Sebagaimana dilaporkan BBCNews Indonesia, peneliti pada Institute For Development of Economics and Finance (INDEF), Rusli Abdullah, menyebut, usul Jokowi hanya bisa diterapkan oleh petani yang memiliki lahan baru.

Para petani yang sudah menanam sawit, kata dia, justru akan merugi jika beralih ke komoditas lain.

“Alternatif komoditas itu penting bagi mereka yang belum menanam sawit,” kata Rusli saat dihubungi.

“Bagi yang sudah terlanjur, mereka butuh biaya. Jadi mereka justru rugi karena harus membersihkan kebun sawit dan menanam ulang,” ujarnya melanjutkan.

Merujuk data Serikat Petani Kelapa Sawit, pada akhir November 2018, komoditas sawit yang disebut dengan istilah tandan buah segar (TBS) harganya hanya mencapai sekitar Rp600/kilogram.

Pada periode yang sama, Direktorat Jenderal Perkebunan Kementerian Pertanian bahkan menyebut TBS hanya dihargai Rp500/kilogram.

Sebagai perbandingan, harga acuan TBS yang ditetapkan pemerintah provinsi ada di kisaran Rp1.200 hingga Rp1.400/kilogram.

Menurut Rusli, petani sawit dapat tertolong jika pemerintah membeli hasil produksi mereka dengan nilai wajar. Dia mengatakan minyak sawit itu dapat dialihkan menjadi bahan bakar biodiesel.

Dengan strategi ini, menurut Rusli, pemerintah secara tidak langsung menekan pengeluaran untuk impor minyak mentah.

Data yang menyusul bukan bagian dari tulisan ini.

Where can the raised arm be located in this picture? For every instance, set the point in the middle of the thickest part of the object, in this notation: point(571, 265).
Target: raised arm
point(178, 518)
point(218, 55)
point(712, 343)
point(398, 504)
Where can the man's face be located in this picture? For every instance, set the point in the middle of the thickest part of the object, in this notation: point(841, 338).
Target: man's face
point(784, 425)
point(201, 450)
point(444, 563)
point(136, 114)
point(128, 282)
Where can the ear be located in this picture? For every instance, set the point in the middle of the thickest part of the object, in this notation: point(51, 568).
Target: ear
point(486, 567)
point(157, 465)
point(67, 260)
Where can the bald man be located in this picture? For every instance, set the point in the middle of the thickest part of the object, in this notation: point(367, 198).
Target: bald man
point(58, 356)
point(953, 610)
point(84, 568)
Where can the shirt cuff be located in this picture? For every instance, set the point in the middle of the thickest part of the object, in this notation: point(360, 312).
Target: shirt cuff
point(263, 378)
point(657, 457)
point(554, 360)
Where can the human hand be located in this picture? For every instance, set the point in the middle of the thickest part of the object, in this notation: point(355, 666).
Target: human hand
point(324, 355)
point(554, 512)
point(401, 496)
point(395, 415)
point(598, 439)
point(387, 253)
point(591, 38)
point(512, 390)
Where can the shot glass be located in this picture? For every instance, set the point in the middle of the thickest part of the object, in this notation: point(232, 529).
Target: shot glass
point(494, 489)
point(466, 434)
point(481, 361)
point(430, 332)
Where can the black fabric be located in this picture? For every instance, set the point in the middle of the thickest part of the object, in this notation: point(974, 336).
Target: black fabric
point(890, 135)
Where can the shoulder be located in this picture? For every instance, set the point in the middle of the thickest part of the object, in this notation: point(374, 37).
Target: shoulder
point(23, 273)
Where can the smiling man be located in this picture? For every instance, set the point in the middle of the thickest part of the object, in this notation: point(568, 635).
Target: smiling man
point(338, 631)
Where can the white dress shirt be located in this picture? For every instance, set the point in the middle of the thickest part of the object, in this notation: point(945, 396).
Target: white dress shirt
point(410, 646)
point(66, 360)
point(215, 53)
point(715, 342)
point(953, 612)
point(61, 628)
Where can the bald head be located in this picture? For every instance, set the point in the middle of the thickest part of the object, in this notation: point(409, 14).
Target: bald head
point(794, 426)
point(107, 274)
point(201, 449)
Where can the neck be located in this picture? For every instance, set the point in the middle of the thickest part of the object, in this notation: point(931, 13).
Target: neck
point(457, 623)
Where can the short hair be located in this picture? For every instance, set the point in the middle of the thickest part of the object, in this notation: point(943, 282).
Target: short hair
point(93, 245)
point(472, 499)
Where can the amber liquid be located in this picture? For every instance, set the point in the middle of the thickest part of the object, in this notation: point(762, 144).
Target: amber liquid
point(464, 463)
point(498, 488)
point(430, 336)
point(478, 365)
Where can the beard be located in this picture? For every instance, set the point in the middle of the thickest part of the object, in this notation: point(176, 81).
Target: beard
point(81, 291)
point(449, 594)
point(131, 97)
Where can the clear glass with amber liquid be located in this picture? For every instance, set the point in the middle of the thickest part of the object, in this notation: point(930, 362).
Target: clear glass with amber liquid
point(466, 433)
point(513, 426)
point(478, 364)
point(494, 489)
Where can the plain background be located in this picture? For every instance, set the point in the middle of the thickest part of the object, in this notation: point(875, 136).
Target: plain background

“Jadi sawit digunakan untuk campuran solar. Sehingga kebutuhan minyak yang menjadi salah satu penyebab defisit anggaran nasional semakin kecil,” tutur Rusli sebagaimana dilaporkan BBCNews Indonesia.

Melihat kenyataan itu, memang agaknya akan sulit implementasinya, bila ide tersebut hanya ditujukan kepada petani sawit rakyat. Justru pengalihan tanaman kelapa sawit ke tanaman hutan produktif, seperti jengkol, petai, manggis atau kopi, dapat dicontohkan terlebih dahulu oleh perusahaan-perusahaan swasta mau pun BUMN, yang menguasai lahan puluhan ribu atau bahkan ratusan ribu hektare.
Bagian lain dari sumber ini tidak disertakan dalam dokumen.